WOW! 300k+ Chevelle on Barret-Jackson (look at paint?!??)

After seeing this car sell for over 300k I looked it up. This is the second LS6 car I've seen for sell for over 300k in the last year (the other being on eBay). Anyways, no doubt one of the signature muscle cars of ALL TIME.



Anyways, take a look at the pics...specifically the real quarter shot:eek:



http://www.barrett-jackson.com/events/scottsdale/vehicles/cardetail_list.asp?id=180174







I know the paints VERY old, but c'mon for 300k at least get the swirls/holograms out:o





Bad *** car, none-the-less....(worth 300k, not in my opinion).
 
I could have bought one in 1981 for $4100. Numbers matching, frame of restoration, M-22 Rockcrusher, 4.10 posi, black with silver stripes. Just didn't have the money and really, who knew they'd be worth so much back then?
 
do u guys think there are any production cars from more recent years that will fetch those sorts of high prices 30 years down the line?

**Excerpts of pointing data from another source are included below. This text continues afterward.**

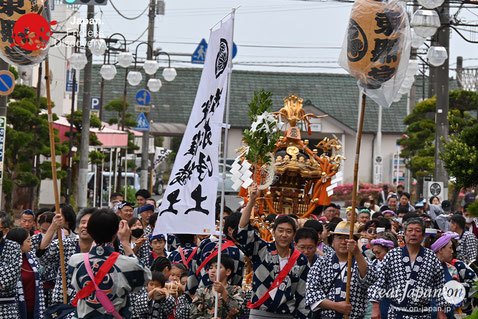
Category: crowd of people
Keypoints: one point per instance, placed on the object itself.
(403, 256)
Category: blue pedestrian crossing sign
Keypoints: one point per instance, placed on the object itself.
(7, 82)
(142, 123)
(199, 55)
(143, 97)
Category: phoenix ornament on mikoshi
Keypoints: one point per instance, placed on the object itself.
(302, 178)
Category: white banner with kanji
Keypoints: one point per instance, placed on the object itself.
(189, 203)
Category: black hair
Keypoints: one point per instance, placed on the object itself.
(46, 217)
(335, 221)
(18, 235)
(392, 196)
(159, 277)
(85, 211)
(307, 233)
(115, 194)
(363, 201)
(459, 220)
(283, 219)
(40, 212)
(405, 194)
(376, 215)
(69, 214)
(179, 266)
(231, 221)
(152, 220)
(385, 223)
(103, 225)
(226, 261)
(414, 221)
(6, 220)
(185, 239)
(402, 210)
(160, 263)
(143, 193)
(314, 224)
(184, 274)
(408, 216)
(133, 221)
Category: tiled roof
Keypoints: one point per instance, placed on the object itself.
(333, 94)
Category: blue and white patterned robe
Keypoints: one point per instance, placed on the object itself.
(50, 260)
(10, 265)
(394, 276)
(208, 246)
(321, 286)
(128, 275)
(39, 296)
(289, 297)
(467, 247)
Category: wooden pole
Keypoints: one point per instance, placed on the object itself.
(358, 141)
(54, 177)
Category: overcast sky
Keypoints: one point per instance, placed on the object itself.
(274, 35)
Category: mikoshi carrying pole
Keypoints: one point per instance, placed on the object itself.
(54, 177)
(358, 141)
(224, 154)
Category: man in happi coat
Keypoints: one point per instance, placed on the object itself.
(327, 280)
(280, 270)
(410, 277)
(198, 275)
(10, 265)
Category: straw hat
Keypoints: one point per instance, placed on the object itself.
(343, 228)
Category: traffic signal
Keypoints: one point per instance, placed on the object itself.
(87, 2)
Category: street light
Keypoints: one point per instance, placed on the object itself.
(425, 22)
(97, 46)
(431, 4)
(154, 85)
(134, 78)
(78, 61)
(108, 71)
(437, 55)
(169, 73)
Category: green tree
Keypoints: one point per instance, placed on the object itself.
(27, 137)
(419, 140)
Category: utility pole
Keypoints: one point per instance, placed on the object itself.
(442, 93)
(85, 129)
(145, 139)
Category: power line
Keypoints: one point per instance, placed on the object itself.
(125, 17)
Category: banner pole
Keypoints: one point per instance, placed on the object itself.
(358, 141)
(54, 177)
(224, 154)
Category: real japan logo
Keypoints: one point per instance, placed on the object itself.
(32, 32)
(222, 57)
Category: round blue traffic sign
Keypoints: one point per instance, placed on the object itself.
(143, 97)
(7, 82)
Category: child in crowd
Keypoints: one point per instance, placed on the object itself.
(154, 302)
(231, 297)
(163, 265)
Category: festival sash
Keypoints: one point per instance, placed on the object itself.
(413, 275)
(279, 279)
(226, 245)
(100, 275)
(183, 258)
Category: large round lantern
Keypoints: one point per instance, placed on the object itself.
(375, 38)
(25, 33)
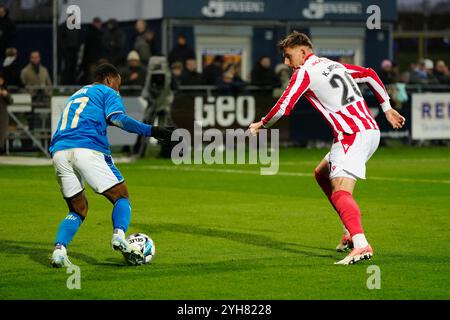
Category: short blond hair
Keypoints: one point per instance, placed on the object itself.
(294, 39)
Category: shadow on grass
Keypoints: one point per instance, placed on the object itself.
(39, 252)
(241, 237)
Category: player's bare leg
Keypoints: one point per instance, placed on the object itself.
(78, 208)
(118, 196)
(322, 175)
(345, 205)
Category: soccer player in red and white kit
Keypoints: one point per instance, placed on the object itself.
(332, 89)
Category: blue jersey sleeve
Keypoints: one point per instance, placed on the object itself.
(113, 103)
(129, 124)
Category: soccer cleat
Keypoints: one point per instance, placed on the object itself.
(132, 255)
(59, 257)
(356, 255)
(345, 244)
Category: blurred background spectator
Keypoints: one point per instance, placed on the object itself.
(5, 100)
(230, 82)
(93, 49)
(114, 42)
(213, 72)
(181, 52)
(176, 70)
(70, 42)
(441, 72)
(7, 31)
(133, 74)
(423, 73)
(190, 76)
(11, 69)
(143, 43)
(388, 74)
(263, 75)
(35, 77)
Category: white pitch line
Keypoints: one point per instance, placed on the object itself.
(284, 173)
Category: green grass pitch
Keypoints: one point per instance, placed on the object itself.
(226, 232)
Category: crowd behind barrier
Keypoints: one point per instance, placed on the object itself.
(104, 41)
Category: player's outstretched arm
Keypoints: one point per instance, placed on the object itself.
(129, 124)
(373, 81)
(371, 78)
(396, 120)
(255, 127)
(298, 84)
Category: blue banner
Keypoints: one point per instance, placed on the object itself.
(298, 10)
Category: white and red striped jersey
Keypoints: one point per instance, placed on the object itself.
(332, 89)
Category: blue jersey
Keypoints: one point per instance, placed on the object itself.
(84, 120)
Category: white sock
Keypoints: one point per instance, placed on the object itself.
(359, 240)
(119, 232)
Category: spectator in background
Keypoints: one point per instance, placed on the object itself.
(7, 31)
(181, 52)
(263, 75)
(5, 100)
(11, 70)
(35, 77)
(114, 42)
(213, 72)
(190, 76)
(423, 73)
(93, 49)
(143, 43)
(441, 72)
(176, 69)
(230, 82)
(134, 74)
(388, 74)
(69, 44)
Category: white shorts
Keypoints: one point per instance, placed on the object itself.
(347, 158)
(74, 166)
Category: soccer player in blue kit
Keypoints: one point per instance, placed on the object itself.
(81, 152)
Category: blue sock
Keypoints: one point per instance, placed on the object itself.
(121, 214)
(68, 228)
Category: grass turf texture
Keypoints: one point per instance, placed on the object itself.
(232, 235)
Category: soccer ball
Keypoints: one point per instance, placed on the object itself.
(144, 243)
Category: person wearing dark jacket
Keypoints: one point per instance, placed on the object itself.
(133, 74)
(93, 49)
(263, 75)
(144, 42)
(114, 42)
(181, 52)
(5, 100)
(7, 31)
(11, 69)
(212, 73)
(190, 76)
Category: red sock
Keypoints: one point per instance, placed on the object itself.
(325, 183)
(348, 210)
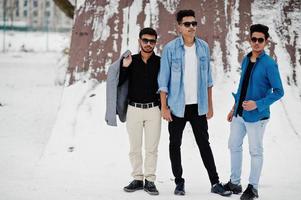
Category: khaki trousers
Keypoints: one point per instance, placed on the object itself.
(149, 120)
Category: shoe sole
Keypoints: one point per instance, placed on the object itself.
(128, 190)
(223, 194)
(179, 193)
(151, 193)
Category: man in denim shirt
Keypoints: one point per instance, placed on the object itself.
(185, 86)
(260, 86)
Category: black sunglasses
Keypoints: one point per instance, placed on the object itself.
(255, 39)
(146, 41)
(188, 24)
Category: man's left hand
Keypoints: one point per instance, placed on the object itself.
(249, 105)
(210, 113)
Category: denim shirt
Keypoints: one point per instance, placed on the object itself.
(264, 87)
(171, 75)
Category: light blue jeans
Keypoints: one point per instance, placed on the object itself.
(255, 130)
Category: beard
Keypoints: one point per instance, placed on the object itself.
(147, 49)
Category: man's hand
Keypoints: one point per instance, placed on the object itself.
(127, 61)
(249, 105)
(230, 116)
(165, 112)
(210, 113)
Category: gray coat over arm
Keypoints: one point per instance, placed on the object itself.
(116, 96)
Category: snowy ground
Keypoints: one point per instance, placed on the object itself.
(54, 143)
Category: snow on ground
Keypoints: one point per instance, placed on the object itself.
(33, 41)
(30, 101)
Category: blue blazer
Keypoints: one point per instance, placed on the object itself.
(264, 87)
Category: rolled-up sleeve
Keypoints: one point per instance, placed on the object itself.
(164, 73)
(277, 89)
(209, 73)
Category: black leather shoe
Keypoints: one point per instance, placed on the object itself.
(180, 189)
(133, 186)
(150, 188)
(235, 188)
(218, 188)
(249, 194)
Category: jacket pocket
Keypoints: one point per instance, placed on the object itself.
(203, 62)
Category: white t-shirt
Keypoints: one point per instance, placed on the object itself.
(190, 75)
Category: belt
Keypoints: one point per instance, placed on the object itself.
(144, 105)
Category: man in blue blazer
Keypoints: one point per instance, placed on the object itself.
(260, 86)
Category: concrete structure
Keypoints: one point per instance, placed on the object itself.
(33, 15)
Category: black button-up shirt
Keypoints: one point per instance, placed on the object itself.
(244, 87)
(143, 84)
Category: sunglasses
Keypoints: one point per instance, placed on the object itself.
(188, 24)
(146, 41)
(255, 39)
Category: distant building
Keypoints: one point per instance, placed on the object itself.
(40, 15)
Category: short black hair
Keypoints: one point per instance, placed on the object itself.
(148, 31)
(260, 28)
(184, 13)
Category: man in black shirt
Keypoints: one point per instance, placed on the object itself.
(143, 111)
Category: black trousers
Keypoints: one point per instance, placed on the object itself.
(200, 130)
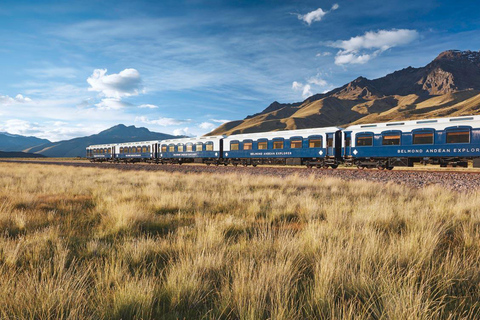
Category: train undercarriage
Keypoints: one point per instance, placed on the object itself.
(385, 163)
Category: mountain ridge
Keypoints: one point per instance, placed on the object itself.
(452, 78)
(76, 147)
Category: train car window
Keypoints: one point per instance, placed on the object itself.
(262, 145)
(295, 144)
(315, 143)
(277, 144)
(348, 142)
(233, 146)
(458, 137)
(329, 142)
(364, 141)
(423, 138)
(391, 140)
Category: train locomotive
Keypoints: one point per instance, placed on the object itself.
(444, 141)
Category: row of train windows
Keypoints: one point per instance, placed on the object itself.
(418, 138)
(187, 148)
(294, 144)
(143, 149)
(101, 151)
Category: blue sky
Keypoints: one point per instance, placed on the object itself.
(74, 68)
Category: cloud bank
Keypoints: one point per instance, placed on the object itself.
(7, 101)
(361, 49)
(306, 88)
(316, 15)
(124, 84)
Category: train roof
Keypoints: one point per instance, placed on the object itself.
(284, 133)
(137, 143)
(133, 143)
(193, 139)
(435, 123)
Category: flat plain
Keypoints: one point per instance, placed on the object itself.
(93, 243)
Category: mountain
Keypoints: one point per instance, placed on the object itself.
(14, 142)
(76, 147)
(447, 86)
(18, 154)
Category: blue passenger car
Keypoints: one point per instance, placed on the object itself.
(439, 141)
(202, 149)
(313, 147)
(101, 152)
(144, 151)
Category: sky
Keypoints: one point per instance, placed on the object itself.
(75, 68)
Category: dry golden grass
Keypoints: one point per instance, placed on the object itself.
(83, 243)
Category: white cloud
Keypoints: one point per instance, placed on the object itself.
(52, 130)
(360, 49)
(162, 121)
(316, 15)
(112, 104)
(220, 121)
(7, 101)
(124, 84)
(148, 106)
(181, 132)
(307, 88)
(307, 91)
(206, 125)
(317, 81)
(297, 85)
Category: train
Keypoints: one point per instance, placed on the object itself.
(450, 141)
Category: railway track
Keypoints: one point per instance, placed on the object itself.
(462, 181)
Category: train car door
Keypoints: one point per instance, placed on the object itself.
(348, 143)
(330, 144)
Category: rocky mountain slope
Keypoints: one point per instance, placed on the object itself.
(76, 147)
(447, 86)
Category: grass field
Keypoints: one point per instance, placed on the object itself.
(85, 243)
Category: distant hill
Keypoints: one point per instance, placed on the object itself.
(447, 86)
(18, 154)
(14, 142)
(76, 147)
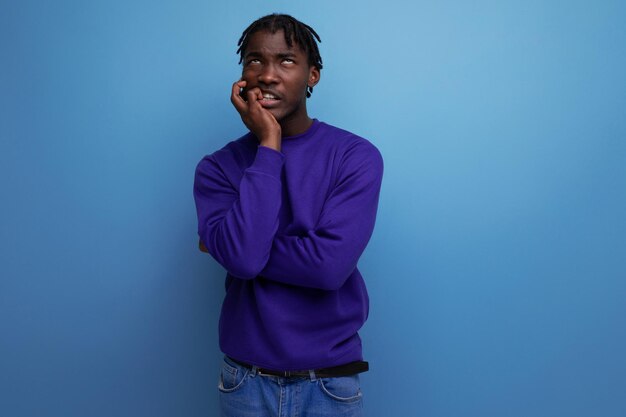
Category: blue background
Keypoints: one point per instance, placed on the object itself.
(498, 264)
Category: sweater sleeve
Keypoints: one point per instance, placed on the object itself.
(326, 256)
(238, 226)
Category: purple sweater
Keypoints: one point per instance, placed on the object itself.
(289, 228)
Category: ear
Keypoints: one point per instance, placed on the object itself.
(314, 76)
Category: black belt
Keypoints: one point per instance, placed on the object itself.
(332, 372)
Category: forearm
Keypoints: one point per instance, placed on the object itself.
(238, 227)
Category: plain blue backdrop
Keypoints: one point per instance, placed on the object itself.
(497, 270)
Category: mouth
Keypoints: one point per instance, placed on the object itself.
(269, 99)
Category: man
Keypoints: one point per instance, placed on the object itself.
(287, 210)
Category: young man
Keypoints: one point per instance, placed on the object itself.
(287, 210)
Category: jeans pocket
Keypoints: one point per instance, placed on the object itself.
(342, 388)
(232, 376)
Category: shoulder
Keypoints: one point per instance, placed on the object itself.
(352, 148)
(236, 153)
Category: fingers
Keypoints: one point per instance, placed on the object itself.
(235, 97)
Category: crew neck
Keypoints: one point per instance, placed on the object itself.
(311, 130)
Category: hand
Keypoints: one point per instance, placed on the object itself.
(259, 120)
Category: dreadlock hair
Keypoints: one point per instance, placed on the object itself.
(294, 30)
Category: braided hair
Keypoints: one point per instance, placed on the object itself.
(294, 30)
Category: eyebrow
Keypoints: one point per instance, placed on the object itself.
(255, 54)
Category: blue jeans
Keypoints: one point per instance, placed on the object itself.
(245, 393)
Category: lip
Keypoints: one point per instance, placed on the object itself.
(269, 103)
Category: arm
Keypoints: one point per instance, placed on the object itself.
(237, 226)
(325, 257)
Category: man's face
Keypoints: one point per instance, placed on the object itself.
(282, 73)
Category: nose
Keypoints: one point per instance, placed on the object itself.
(268, 75)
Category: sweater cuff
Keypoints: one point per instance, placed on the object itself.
(268, 161)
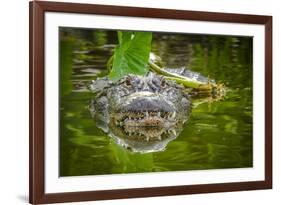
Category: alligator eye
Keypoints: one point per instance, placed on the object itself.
(163, 83)
(128, 82)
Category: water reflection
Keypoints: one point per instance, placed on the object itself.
(218, 135)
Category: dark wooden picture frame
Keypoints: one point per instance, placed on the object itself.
(37, 97)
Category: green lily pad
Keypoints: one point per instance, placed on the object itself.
(131, 55)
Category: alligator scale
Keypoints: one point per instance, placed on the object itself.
(142, 113)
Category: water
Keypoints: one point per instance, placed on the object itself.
(218, 134)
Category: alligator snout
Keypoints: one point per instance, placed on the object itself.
(155, 104)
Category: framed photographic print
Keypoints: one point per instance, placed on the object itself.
(139, 102)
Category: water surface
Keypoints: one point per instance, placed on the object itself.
(218, 134)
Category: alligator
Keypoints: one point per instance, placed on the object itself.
(142, 113)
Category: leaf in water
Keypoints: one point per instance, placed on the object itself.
(131, 55)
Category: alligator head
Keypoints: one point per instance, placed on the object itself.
(142, 113)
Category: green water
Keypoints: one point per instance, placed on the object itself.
(217, 135)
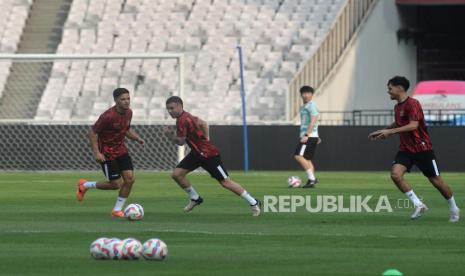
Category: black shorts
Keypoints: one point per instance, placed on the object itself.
(113, 168)
(213, 165)
(425, 161)
(308, 149)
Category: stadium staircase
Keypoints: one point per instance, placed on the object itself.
(42, 34)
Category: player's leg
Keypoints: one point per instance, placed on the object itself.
(179, 175)
(403, 163)
(426, 162)
(214, 166)
(108, 168)
(126, 169)
(303, 155)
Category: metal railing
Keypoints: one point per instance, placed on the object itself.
(437, 117)
(326, 56)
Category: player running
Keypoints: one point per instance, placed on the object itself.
(107, 141)
(194, 132)
(415, 147)
(308, 139)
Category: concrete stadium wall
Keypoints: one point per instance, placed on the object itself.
(359, 80)
(65, 147)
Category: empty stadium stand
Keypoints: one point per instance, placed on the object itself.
(277, 36)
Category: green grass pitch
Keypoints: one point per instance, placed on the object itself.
(44, 231)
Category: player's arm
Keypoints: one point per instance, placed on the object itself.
(384, 133)
(204, 127)
(93, 139)
(170, 133)
(311, 125)
(373, 135)
(131, 134)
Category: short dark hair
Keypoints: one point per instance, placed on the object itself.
(306, 88)
(399, 80)
(174, 99)
(119, 91)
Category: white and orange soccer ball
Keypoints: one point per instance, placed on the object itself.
(134, 211)
(112, 249)
(96, 248)
(132, 249)
(294, 181)
(154, 249)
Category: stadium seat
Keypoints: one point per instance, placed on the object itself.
(277, 36)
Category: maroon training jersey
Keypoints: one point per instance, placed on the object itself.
(418, 139)
(111, 128)
(187, 126)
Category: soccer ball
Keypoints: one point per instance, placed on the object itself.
(96, 248)
(154, 249)
(293, 181)
(113, 249)
(132, 249)
(134, 211)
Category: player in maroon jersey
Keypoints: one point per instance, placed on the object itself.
(415, 147)
(193, 131)
(107, 141)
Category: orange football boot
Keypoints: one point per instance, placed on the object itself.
(81, 190)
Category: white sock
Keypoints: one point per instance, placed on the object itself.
(192, 193)
(119, 204)
(90, 185)
(452, 205)
(245, 195)
(310, 174)
(413, 198)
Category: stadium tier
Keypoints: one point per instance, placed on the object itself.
(277, 38)
(13, 15)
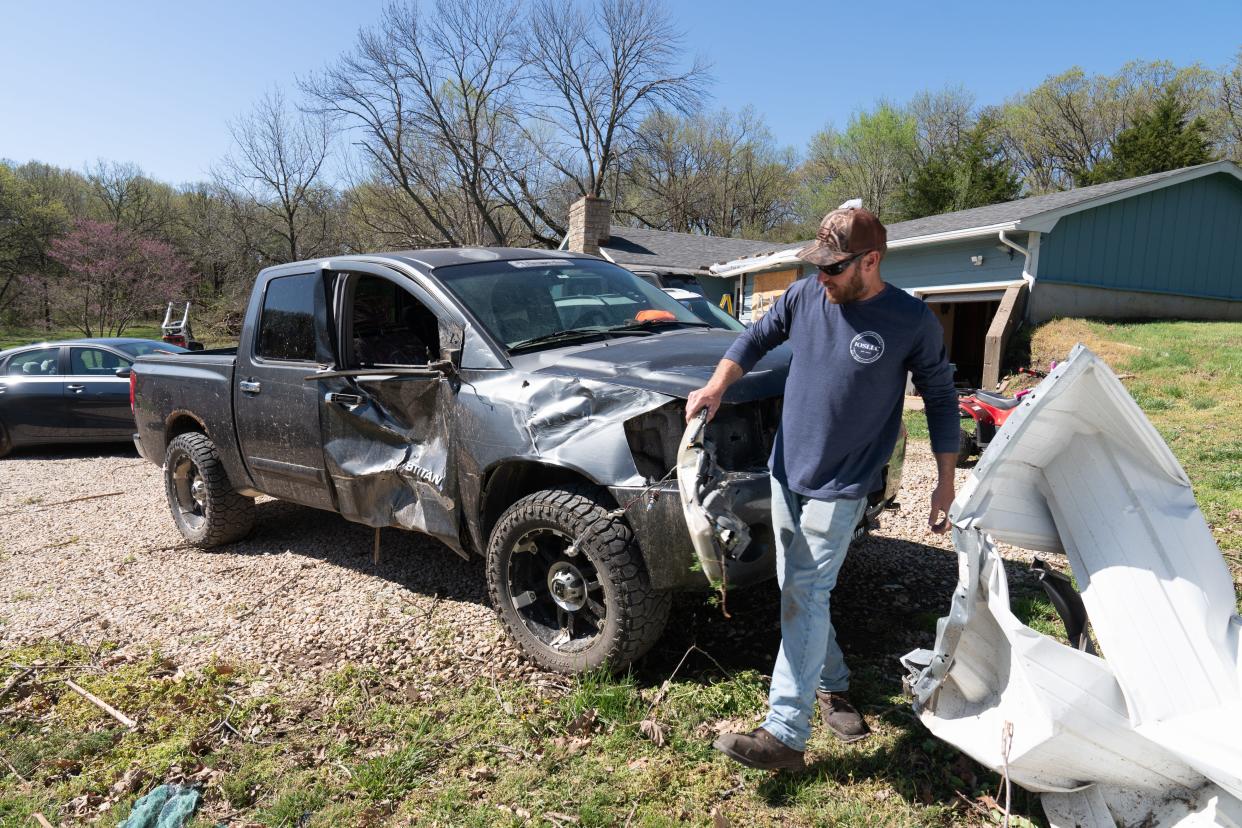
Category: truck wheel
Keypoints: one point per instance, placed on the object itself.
(569, 584)
(205, 507)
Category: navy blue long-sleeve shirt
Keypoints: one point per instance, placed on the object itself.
(846, 385)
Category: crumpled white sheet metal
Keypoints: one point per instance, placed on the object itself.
(707, 502)
(1151, 733)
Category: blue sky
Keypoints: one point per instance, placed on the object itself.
(155, 82)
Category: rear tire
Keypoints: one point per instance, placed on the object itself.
(205, 507)
(569, 582)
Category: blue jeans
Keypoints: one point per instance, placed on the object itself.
(812, 538)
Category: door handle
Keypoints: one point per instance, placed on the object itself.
(343, 399)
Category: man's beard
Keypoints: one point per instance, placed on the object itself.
(848, 291)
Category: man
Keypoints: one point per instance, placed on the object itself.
(853, 339)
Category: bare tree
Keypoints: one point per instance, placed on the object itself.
(431, 101)
(275, 178)
(1231, 109)
(942, 118)
(601, 75)
(127, 198)
(719, 175)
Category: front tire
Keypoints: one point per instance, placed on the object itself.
(205, 507)
(569, 584)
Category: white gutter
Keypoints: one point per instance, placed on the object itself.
(959, 287)
(953, 235)
(1026, 253)
(739, 266)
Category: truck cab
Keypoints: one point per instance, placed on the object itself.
(524, 406)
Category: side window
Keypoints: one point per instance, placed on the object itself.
(286, 328)
(36, 363)
(390, 327)
(93, 361)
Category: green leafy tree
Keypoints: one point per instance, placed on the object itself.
(1159, 140)
(971, 173)
(872, 160)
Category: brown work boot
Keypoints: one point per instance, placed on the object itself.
(841, 718)
(759, 749)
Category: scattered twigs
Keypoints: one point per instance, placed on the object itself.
(61, 503)
(103, 705)
(1006, 744)
(267, 597)
(80, 620)
(504, 705)
(14, 770)
(668, 682)
(14, 680)
(225, 723)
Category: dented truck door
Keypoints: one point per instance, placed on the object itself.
(386, 406)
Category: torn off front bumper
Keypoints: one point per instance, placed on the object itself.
(1149, 734)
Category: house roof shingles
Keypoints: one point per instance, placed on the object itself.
(657, 248)
(640, 247)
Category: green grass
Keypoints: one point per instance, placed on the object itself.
(1187, 379)
(353, 750)
(14, 337)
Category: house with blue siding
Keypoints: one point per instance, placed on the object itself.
(1158, 246)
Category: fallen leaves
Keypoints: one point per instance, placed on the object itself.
(653, 730)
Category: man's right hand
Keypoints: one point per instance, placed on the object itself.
(706, 397)
(709, 396)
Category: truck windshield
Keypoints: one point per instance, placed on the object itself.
(523, 302)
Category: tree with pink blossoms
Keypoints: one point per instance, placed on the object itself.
(113, 276)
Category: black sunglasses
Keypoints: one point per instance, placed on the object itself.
(837, 268)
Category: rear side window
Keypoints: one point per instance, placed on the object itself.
(286, 328)
(36, 363)
(93, 361)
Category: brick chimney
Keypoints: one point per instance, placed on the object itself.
(590, 224)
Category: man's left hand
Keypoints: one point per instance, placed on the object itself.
(942, 498)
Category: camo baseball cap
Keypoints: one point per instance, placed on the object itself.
(845, 232)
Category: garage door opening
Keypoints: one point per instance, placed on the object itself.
(965, 319)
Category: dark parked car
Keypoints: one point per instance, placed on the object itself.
(68, 391)
(525, 406)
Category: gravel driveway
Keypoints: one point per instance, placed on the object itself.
(88, 553)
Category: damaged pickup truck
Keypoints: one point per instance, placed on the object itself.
(521, 405)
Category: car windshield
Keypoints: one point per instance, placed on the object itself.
(711, 314)
(529, 302)
(144, 346)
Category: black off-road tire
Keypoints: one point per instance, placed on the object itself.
(204, 504)
(605, 555)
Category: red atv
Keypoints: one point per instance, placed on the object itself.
(988, 412)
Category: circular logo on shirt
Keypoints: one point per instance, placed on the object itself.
(867, 346)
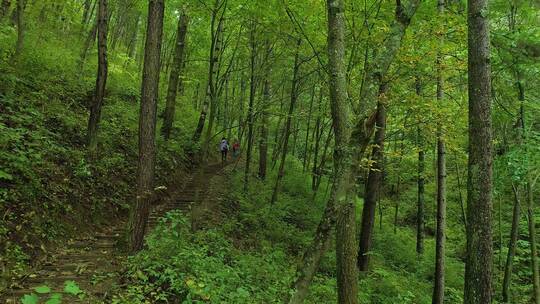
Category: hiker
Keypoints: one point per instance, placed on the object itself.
(224, 148)
(236, 149)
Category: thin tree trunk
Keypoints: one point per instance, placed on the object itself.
(343, 187)
(213, 87)
(478, 266)
(250, 118)
(4, 9)
(147, 124)
(175, 77)
(318, 137)
(307, 130)
(461, 201)
(210, 87)
(263, 142)
(132, 47)
(20, 28)
(101, 80)
(322, 164)
(532, 241)
(420, 223)
(514, 233)
(440, 238)
(286, 135)
(315, 251)
(372, 190)
(90, 39)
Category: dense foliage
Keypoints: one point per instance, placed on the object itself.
(257, 71)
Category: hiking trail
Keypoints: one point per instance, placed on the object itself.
(94, 262)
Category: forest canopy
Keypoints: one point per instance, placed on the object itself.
(233, 151)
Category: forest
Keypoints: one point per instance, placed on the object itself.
(277, 151)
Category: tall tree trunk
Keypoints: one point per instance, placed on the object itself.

right now the cars are built so poorly in comparison with those old muscle cars, i cant imagine such appreciation.!
 
I wouldn't say newer cars aren't built as well but most just don't have the personality and style of musclecars.
 
99ITR_SC said:
do u guys think there are any production cars from more recent years that will fetch those sorts of high prices 30 years down the line?



right now the cars are built so poorly in comparison with those old muscle cars, i cant imagine such appreciation.!



No, I have to agree.
 
This is my first time watching Barrett-Jackson after joining Autopia. Wow! I can't beleive the poor presentation on some of those cars. Swirls galore! I'd do a better job of detailing my own car for sale than some of these guys that show up with 6 figure cars. You would think that they'd spend a few $$ or hours getting the paint ready. I look at it this way-if a car looks like crap from the outside (swirls), how was the rest of it taken care of? It's not that the guys selling/buying $100,000 cars couldn't afford to have them polished-it's that they don't care enough to do so.
 
99ITR_SC said:
do u guys think there are any production cars from more recent years that will fetch those sorts of high prices 30 years down the line?



right now the cars are built so poorly in comparison with those old muscle cars, i cant imagine such appreciation.!



I wouldn't agree that today's cars are built poorly in comparison. I think the reason that these cars are going for so much at auction is all the baby-boomers with too much money, who are trying to relive their youth, when these were the cars they used to drool over.



I highly doubt that in 30 years the situation will be the same.
 
3 60's special Chevy Muscles Cars seating in their own garage out back. :bounce



"do u guys think there are any production cars from more recent years that will fetch those sorts of high prices 30 years down the line?"





In 30 years a slammed Honda Civic with all the bells, turbo, bolts-ons, wild paint jobs, 20 speakers and video monitors might. ;)



Seriously, the Buick GN and the early 90's SLP non-massed produced items with matching numbers and no after-marketing junk add-ons will pull good $$ in just 10 years.
 
OK, I'll be contrary regarding the condition of the paint :D If *I* were gonna spend that kind of money on a car like that, I wouldn't want anybody else removing any paint before I got it. *I* would want to be the guy who made all those type of decisions.



Today's cars going for that kind of money? Not unless they come up with something that has some real personality. Those of us who asctually owned muscle cars when they were new (or had parents who did) know that, *really*, most of them weren't all *that* great performance-wise and they sure weren't well-built (rust was a huge problem, for a while Chrysler put the front seatbelts in upside down, etc. etc.). But as ScottWax said, those cars have *style and personality* and they harken back to a certain (more simple) era for which a lot of people are nostalgic, even people who weren't even alive then.
 
2005BJCCA2_1026_1_Rear.jpg




< Insert drool smiley >
 
The only muscle cars in recent years that I could halfway see reaching that status are:



1989 Turbo Trans Am

The first Formula Firehawk

1987 GNX

454 SS

F-150 Lightnings

1987 Buick T-Type

Grand National

'96 Impala SS
 
Nice I see the LC2 (GN engine) made your list 4 times!



The 92 firehawk, 87 GNX will be "the" collectible cars of the future. The 89 TTA, GN's and T's, and impy SS are up there but not in the same class. I also have a feeling 30 and 35th anniv. T/A's will pull some good money in.



Due to it's extremely low production I would assume the Cobra R would be highly collectible as well.
 
ScottWax

a 1971 Chevrolet Chevelle Super Sport 2-Door Hardtop with Ansen Sprints.....very nice, very nice indeed.